The grounds thereafter recite the fact that the Appellant had presented evidence to the Tribunal from a ‘Mr Gharbi’, a national of Tunisia who had been granted refugee status on account of his sexuality, and that it was her case that she had been beaten by her own family when they discovered that she was a lesbian. The grounds conclude, at paragraph 10, with the following statement –
The evidence before Judge Turnock did show that the Appellant would be subject to persecution on return as a lesbian. Judge Turnock was wrong to conclude otherwise based on the background evidence he quoted.
Analysis
3. It is apparent from the above that the grounds in this case amount to little more than an unreasoned expression of disagreement with the Tribunal’s evidence-based conclusion of that Gay Women in Tunisia are a particular social group which experiences societal discrimination that falls short of persecution. The grounds do not provide any reasons to support the rather general assertion that “the evidence … did show that the Appellant would be subject to persecution” and that Judge Turnock, “was wrong to conclude otherwise”. Rather, they appear to rely upon the assumption that these assertions are self-evident. This, however, is very far from the case. Indeed, the evidence that was before the Tribunal self-evidently supported the conclusion that is now the subject of challenge. I nevertheless set out the reasons why I consider this to be the case.

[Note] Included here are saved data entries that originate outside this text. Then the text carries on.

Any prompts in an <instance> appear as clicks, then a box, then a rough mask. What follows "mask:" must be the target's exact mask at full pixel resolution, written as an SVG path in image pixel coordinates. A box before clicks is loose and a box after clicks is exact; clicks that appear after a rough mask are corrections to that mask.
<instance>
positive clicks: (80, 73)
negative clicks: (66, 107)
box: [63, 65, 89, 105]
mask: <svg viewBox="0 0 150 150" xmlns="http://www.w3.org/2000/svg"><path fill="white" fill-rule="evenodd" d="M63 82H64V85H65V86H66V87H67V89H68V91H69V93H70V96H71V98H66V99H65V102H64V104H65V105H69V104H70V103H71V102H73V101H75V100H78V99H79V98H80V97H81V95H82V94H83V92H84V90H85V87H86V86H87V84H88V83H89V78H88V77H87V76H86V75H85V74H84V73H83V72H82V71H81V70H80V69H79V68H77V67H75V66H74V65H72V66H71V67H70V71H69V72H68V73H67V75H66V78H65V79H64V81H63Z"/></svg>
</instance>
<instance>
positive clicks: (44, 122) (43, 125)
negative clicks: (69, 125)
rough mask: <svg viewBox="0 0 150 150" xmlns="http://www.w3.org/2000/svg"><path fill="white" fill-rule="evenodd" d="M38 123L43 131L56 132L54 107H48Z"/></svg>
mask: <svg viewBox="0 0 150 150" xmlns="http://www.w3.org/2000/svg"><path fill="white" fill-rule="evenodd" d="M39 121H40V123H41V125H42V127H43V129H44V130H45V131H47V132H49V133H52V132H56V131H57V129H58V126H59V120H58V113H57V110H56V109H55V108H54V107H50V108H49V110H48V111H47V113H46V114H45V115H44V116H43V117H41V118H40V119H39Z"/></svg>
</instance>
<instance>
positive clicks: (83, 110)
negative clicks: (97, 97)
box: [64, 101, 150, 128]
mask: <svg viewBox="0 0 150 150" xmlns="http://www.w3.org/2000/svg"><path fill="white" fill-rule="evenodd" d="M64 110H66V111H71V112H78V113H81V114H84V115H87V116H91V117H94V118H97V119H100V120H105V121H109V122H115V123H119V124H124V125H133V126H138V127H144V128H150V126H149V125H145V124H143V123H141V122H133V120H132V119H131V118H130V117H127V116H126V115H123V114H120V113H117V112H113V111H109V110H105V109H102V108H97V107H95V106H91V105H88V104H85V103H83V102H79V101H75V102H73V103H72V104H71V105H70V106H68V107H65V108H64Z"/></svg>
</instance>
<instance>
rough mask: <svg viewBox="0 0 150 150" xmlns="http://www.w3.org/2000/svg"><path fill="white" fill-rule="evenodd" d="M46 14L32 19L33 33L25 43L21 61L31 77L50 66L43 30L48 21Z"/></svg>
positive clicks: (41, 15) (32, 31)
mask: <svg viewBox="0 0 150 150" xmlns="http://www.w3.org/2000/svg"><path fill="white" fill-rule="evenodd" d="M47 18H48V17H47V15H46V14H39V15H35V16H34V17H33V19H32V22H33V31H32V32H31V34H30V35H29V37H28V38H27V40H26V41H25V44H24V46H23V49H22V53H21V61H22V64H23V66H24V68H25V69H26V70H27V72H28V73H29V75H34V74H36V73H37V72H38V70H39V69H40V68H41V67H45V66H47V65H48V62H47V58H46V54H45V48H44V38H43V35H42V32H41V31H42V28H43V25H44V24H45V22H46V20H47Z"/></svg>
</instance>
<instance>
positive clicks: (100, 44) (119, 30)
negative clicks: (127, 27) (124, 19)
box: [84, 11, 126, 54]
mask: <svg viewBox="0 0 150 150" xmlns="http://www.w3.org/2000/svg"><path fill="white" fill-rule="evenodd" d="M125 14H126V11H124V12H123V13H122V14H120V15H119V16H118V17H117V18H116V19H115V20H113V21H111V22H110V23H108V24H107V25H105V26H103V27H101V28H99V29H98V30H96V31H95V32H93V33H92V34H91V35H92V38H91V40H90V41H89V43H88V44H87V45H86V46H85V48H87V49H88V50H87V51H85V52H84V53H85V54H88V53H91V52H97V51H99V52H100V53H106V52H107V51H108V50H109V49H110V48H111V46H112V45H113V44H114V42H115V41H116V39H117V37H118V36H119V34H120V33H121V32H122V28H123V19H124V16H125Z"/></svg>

4. The background evidence upon which the Tribunal relied, and which is accurately summarised in the grounds of appeal, was principally drawn from the US State Department report, ‘Human Rights Practices Report 2011 – Tunisia’. It referred to reports of random acts of harassment and discrimination by individual police officers rather than to systematic persecution by State agencies. Such reports were in any event described as “anecdotal”. In other words, they were unverified. Moreover, a report by a single LGBT activist of “harassment and assaults by unknown individuals upon persons perceived to be LGBT” could not have supported a finding that membership of a sexual minority group would place the appellant at risk of being persecuted by non-state actors. It is also noteworthy that the reports of harassment and discrimination that are cited in the US State Department do not seek to distinguish between the various sexual minorities but, rather, refers to them collectively as ‘LGBT’. The potential importance of this lack of discrimination can be seen from the fact that there was other evidence before the Tribunal that contradicted the US State Department’s assertion that all consensual same-sex activity is illegal under the Penal Code. Thus, a report by the International Lesbian, Gay, Bisexual, Trans and Intersex Association (ILGA), which is entitled ‘State-Sponsored Homophobia 2014: Tunisia’, states that although sexual activity between males is illegal, sexual activity between females is legal [see page 92 of the appellant’s bundle of documents]. Therefore, whilst Judge Turnock may have done little more than summarise the background country evidence and thereafter stated his conclusion, that conclusion was amply supported by the evidence.
Notice of Decision
5. The First-tier Tribunal did not err in law. The appeal is therefore dismissed.
Direction Regarding Anonymity
Unless and until a tribunal or court directs otherwise, the Appellant is granted anonymity. No report of these proceedings shall directly or indirectly identify her or any member of her family. Failure to comply with this direction could lead to contempt of court proceedings.